With the stop-and-go competitive regime in the restructured power sector, expensive electric bills will continue as a “cross to bear” for majority segments of the Filipino consumers.

This is the same predicament that the Department of Energy (DOE) has been finding a solution to, but required fixes are still not easily reached.

Energy Secretary Alfonso G. Cusi albeit indicated that his department is pushing the envelope when it comes to measures and polices that could help pare electricity rates for the consumers.

That as he cited in the recent gathering of the Philippine Norway Business Council (PNBC) that the Philippines still has the highest electricity rates in the Southeast Asian region, primarily for residential and commercial end-users.

The energy chief cited average power rates for selected Southeast Asian countries in 2015, but it must be culled that market fundamentals had not really changed much since then.

Cusi primarily noted the average P8.61 per kilowatt hour (kwh) being paid for by Filipino household consumers as the most expensive rate in the ASEAN region.

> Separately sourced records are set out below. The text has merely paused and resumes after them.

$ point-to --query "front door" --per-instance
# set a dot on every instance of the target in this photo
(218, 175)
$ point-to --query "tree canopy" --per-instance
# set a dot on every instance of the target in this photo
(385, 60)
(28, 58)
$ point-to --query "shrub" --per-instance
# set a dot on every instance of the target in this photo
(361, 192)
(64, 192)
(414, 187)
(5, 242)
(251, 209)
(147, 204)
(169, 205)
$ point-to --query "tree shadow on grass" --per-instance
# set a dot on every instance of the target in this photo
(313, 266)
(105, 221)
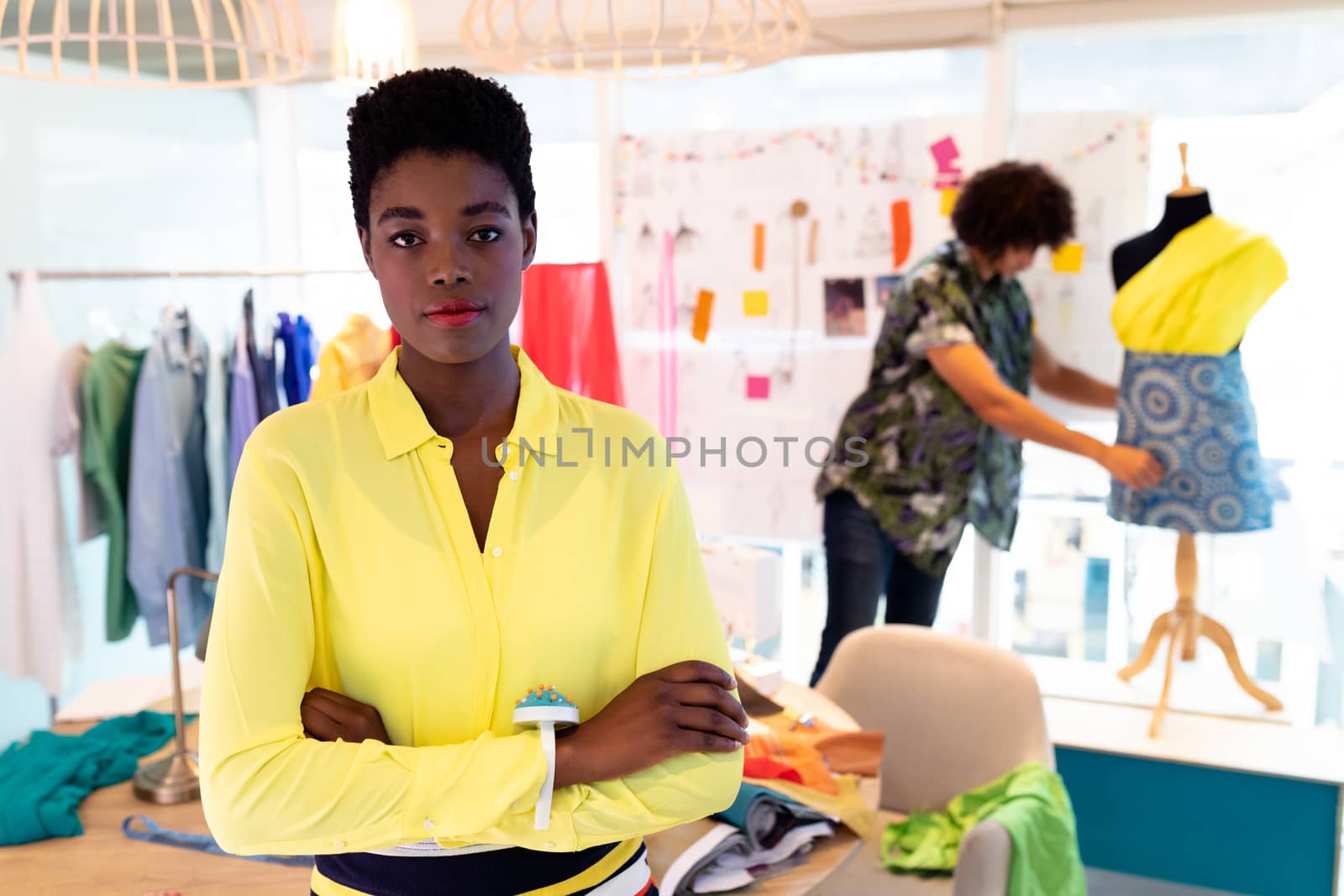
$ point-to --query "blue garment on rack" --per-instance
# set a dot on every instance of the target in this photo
(300, 356)
(1194, 414)
(168, 500)
(152, 833)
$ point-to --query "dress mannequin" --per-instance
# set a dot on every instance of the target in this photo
(1186, 206)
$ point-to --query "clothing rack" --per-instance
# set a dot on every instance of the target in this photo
(178, 275)
(183, 275)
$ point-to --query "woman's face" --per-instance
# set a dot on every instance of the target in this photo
(448, 249)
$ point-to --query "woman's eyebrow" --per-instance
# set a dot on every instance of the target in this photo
(401, 211)
(488, 206)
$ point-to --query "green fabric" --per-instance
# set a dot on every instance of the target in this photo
(108, 394)
(933, 464)
(44, 781)
(1032, 802)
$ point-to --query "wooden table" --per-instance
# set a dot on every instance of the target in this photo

That had been compared to the residential rates of Singapore at equivalent P7.60 per kwh; Thailand at P6.01 per kwh; Indonesia at P5.48 per kwh; Vietnam at P4.58 per kwh; and Malaysia at P4.02 per kwh. For commercial end-users, tariff is still most prohibitive for the Philippines at P7.19 per kwh versus Singapore’s P6.41 per kwh. The Singapore power market is a perfect comparison for the Philippines because it is also on parallel restructuring process – but the surprising twist is its ability to still have cheaper rates considering that it leans on gas for more than 95-percent of its electricity needs.

Gas, as claimed by many Philippine power industry players, is supposedly a more expensive option than coal – but that is being negated by the industry circumstances of Singapore.

For other countries in the region, their rates for the commercial segment are as follows: P5.48 per kwh for Indonesia; P4.64 per kwh for Vietnam; P4.55 per kwh for Thailand; and P4.10 per kwh for Malaysia. For industrial customers, the Philippines slipped into the second spot at P5.63 per kwh vis-à-vis Singapore’s higher rate of P6.09 per kwh.

Indonesia still came in third at P5.48 per kwh; followed by Thailand at P4.55 per kwh; then Malaysia at P3.78 per kwh; and lastly Vietnam at P3.64 per kwh.

Cusi previously proposed using the Malampaya fund as one mechanism to trim electricity rates in the country, chiefly targeted to retire the mounting debts of the Power Sector Assets and Liabilities Management Corporation (PSALM) so the universal changes on stranded liabilities could already be expunged in the electric bills.

That, however, would require legislation that may take some months or years to bring to fruition.